Le cinéma social, véritable marotte du festival de Cannes, est souvent celui qui cristallise le plus d'animosité à son encontre, entre ceux qui n'y voient qu'un tract politique destiné à apaiser la mauvaise conscience des classes privilégiées (ou à les réconforter dans leurs fantasmes), et ceux qui lui reprochent un pathos manipulateur ne servant qu'à faire pleurer dans les chaumières. Il suffit pour s'en convaincre de se souvenir des débats enflammés suscités par la remise de la Palme d'or à Moi, Daniel Blake de Ken Loach (totalement méritée soit dit en passant, et j'assume). Personnellement, je reste persuadé que le cinéma, dont le rôle dans la construction de nos représentations mentales a largement été discuté, peut participer à l'éveil des consciences sur de nombreux sujets sociétaux contemporains, à condition bien sûr que cette volonté soit mise au service d'une démarche cinématographiquement pertinente.

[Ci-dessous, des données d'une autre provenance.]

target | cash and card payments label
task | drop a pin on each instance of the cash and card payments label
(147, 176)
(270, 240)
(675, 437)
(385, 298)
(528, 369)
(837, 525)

La mention de Loach n'est d'ailleurs pas fortuite tant on retrouve dans L'Histoire de Souleymane les meilleurs éléments du cinéaste anglais : une mise en scène épurée et sans fioritures, cherchant toujours à aller à l'essentiel et à nous maintenir au plus près de son protagoniste et de ses émotions. Une approche empathique nous exposant sans détour la difficulté de Souleymane à survivre dans ce pays qui n'est pas le sien, chaque journée s'apparentant à un véritable parcours du combattant, mais ne tombant jamais dans le misérabilisme racoleur ou mal placé. Et surtout, un refus de tout manichéisme : le film ne cherche pas à désigner des coupables d'office et présente avant tout des individus se débattant comme ils le peuvent au sein d'un système inégalitaire, victimes d'un capitalisme prédateur poussant à l'individualisme et à l'exploitation des autres. Une société ne jurant que par le profit immédiat et l'instantanéité des échanges, laissant sur le côté tous ceux qui ne parviennent pas à suivre le rythme, à l'instar de Souleymane qui enchaîne les livraisons Uber à une cadence infernale, emprisonné par le ratio étroit de l'image, perdu dans une jungle parisienne étouffante et bruyante à l'excès. On pense énormément, dans ces séquences, au récent A plein temps de Eric Gravel, qui adoptait une approche assez similaire, transformant le déroulement d'une journée ordinaire en une course contre-la-montre permanente et irrespirable.
On pourra tiquer sur le fait que le long-métrage cherche parfois à accumuler les péripéties de manière forcée (la collision avec une voiture, l'échange sous tension avec une équipe de policiers en patrouille...), comme si Boris Lojkine souhaitait recenser en un seul film l'ensemble des obstacles rencontrés par les migrants. Mais tout ça ne pèse pas grand-chose face à la maîtrise permanente dont font preuve le réalisateur et l'impressionnant Abou Sangaré (dont la situation est similaire à celle de son personnage), et qui explose dans un monologue final éblouissant de justesse, où l'on passe sans crier gare de la tension la plus extrême à l'émotion absolue. Alors que la société force Souleymane a inventer un récit qui n'est pas le sien pour espérer s'intégrer, la possibilité lui est enfin offerte, dans une démarche de pure empathie, de renoncer à tous ces mensonges et de se reconnecter à sa véritable identité. Accorder la parole à ceux qui s'en voient trop souvent privés, tel est le geste politique fort et pertinent de ce très beau film, dont la dernière scène cathartique nous rappelle une vérité fondamentale mais trop souvent oubliée de nos jours : le premier pas pour réellement comprendre l'autre et établir un lien social avec lui consiste parfois simplement à s'asseoir et à écouter son histoire.
Souleymane/Sangaré m'aura conté la sienne. Je l'aurais entendue.